UNIVERSITY PARK, Pa. – An idea formulated by a group of students from the College of Information Sciences and Technology won first place in two challenges at the 2018 HackPSU competition, held Oct. 6-7 on the University Park campus.
The competition, a 24-hour social coding hackathon, brought 85 teams of Penn State students together to conceptualize, develop and present a product. Teams competed for various prizes through a number of challenges that focused on using different types of software or solving real-world company problems.
College of IST seniors Nitya Govind (IST), Austin Gongora (data sciences), and Mukesh Kandamaran (IST), and juniors Marshall Malino (data sciences) and Rommel Silva (IST) won first place in Google’s challenge for the best use of a Google Cloud platform and in the Nittany AI Alliance’s AI challenge, which encourages teams to develop an AI-based solution to a real-world problem at Penn State.
The group’s product, AIODA, which stands for Artificial Intelligence on Demand Advising, features a chat bot that automatically answers students’ frequently asked questions for advisers.
“We’ve all had trouble scheduling advising appointments,” said Govind. “But this isn’t just from the students’ point of view.”
She explained that while students complain that it’s sometimes hard to meet with advisers, advisers also want to focus on solving bigger problems and not be inundated with minor questions.
“That’s how we got the idea to improve advising to create an on-demand chat bot,” Govind continued, “so that advisers can focus on higher-level issues and on what they’re actually here for, which is helping students.

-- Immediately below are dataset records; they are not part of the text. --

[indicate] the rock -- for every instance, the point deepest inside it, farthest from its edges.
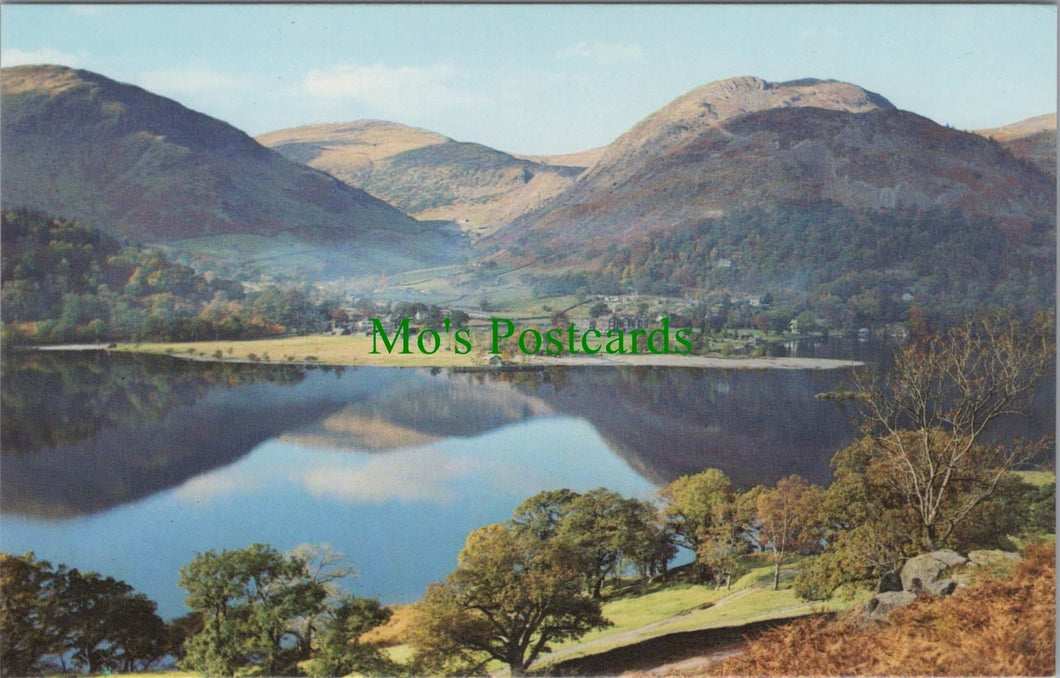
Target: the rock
(924, 570)
(889, 582)
(883, 603)
(942, 587)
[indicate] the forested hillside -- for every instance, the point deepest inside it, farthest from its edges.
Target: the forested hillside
(63, 282)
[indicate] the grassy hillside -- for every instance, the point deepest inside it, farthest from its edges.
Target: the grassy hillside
(999, 626)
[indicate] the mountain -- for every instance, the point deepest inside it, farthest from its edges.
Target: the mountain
(116, 157)
(746, 142)
(427, 175)
(1034, 139)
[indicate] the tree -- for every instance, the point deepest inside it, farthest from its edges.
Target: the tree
(54, 612)
(509, 598)
(599, 308)
(725, 539)
(339, 650)
(278, 613)
(603, 527)
(29, 613)
(542, 514)
(787, 519)
(109, 626)
(928, 417)
(251, 601)
(694, 505)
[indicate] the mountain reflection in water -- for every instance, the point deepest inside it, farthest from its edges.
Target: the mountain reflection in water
(130, 464)
(85, 432)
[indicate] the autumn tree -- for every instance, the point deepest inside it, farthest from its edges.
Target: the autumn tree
(29, 611)
(929, 416)
(511, 594)
(695, 505)
(787, 520)
(604, 527)
(722, 543)
(50, 614)
(338, 649)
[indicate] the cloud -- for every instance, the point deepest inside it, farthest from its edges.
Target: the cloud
(399, 89)
(602, 53)
(184, 82)
(406, 477)
(89, 10)
(16, 56)
(213, 486)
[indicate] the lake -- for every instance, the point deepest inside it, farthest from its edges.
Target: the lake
(129, 465)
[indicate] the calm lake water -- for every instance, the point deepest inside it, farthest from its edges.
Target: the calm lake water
(129, 465)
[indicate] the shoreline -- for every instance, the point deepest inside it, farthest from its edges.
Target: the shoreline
(325, 355)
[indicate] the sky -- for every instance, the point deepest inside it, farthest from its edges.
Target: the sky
(542, 78)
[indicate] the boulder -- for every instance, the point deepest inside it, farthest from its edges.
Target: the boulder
(883, 603)
(922, 571)
(889, 582)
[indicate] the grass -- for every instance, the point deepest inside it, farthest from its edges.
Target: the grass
(351, 350)
(672, 608)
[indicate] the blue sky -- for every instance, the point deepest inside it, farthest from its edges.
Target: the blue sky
(542, 78)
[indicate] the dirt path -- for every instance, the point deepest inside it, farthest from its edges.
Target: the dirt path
(634, 635)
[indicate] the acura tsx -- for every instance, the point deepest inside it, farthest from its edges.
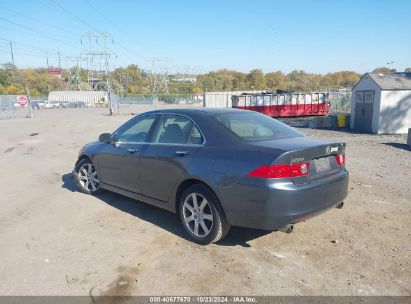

Other questions, like how many credits a student has left to graduate, can be easily automated.”
The team members said that while this was their first time participating in HackPSU, they have worked together before. They are currently in the process of launching a club at Penn State that focuses on emerging technologies. They said that the level of teamwork they’ve established, combined with the foundation of soft skills they’ve built in the College of IST, helped them in the HackPSU competition.
“We were able to gel together as a group because we had prior experience working in groups and understanding what went wrong,” said Govind. “And having that logical structure of how to start our presentation and how to end it perfectly were all things we learned in IST.”